2.     Make the most of the data.  The information that is being entered into your bookkeeping system is used fulfill state and federal requirements (taxes,) but what else are you using the data for?  Make the data work for you. Set up reports to help you zero in on areas that help you manage your organization.

3.     Have your processes documented.  Focus on the how as well as the what. We know that processes are often undergoing change as the way we do business changes, but it is important to document this as a protection for your organization. Updating this periodically is an opportunity to review and make adjustments as circumstances change.

4.     Never have your bookkeeper as a signer on your account.  Naturally, access to accounts is helpful, but there must be checks and balances and this is a big one.
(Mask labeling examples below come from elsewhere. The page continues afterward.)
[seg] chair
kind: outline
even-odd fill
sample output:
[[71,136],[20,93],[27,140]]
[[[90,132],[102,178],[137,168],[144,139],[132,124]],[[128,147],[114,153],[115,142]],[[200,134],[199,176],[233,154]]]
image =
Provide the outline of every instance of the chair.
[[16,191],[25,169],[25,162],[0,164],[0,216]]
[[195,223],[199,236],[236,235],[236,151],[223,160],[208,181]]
Have your bookkeeper manage the entry and classification of transactions, but allow for having another person to authorize the bill payments or payroll deposits. 

5.     Make sure you see the bank statement each month.  Are you familiar with all the activity you see?  All deposits, transfers and checks written?

6.     Check in with your tax professional mid-year or 3rd quarter in addition to tax time.  Your tax professional needs to know what is going on with your business so that if you need it, you have time to implement their recommendations to save tax dollars.

7.     Cross-train your staff. Plan for the unexpected! It is not unheard of to find yourself in a compromised position due to illness or sudden changes. Remember, this is a team – make sure you have some backup.

8.     Set a regular time to meet and review your financials.  Reviewing sales, projecting cash flow, estimating upcoming expenses and liability payments are some of the things you should be reviewing on a regular basis. This could be weekly, monthly, or something else, depending on your organization’s need. If it is a date with yourself, your in-house support or if you outsource the work, consistency creates a window of time where you know these items will be addressed and allows you to get on with your other tasks.

9.     Create systems to help your organization’s efficiency.  Something as simple as coding your transactions when they are approved relieves so much verbal communication – sometimes words can be misinterpreted, but a number is definitive.  Any effort made to streamline this work makes it more reliable and lets you get to other parts of business that need your attention.

10.  Provide your staff and yourself with support.  Invest in the time to explore how this part of your business can provide valuable information. Invest in documentation and processes to support and assist your mission. Invest in your staff to provide training to help them do the best job they can.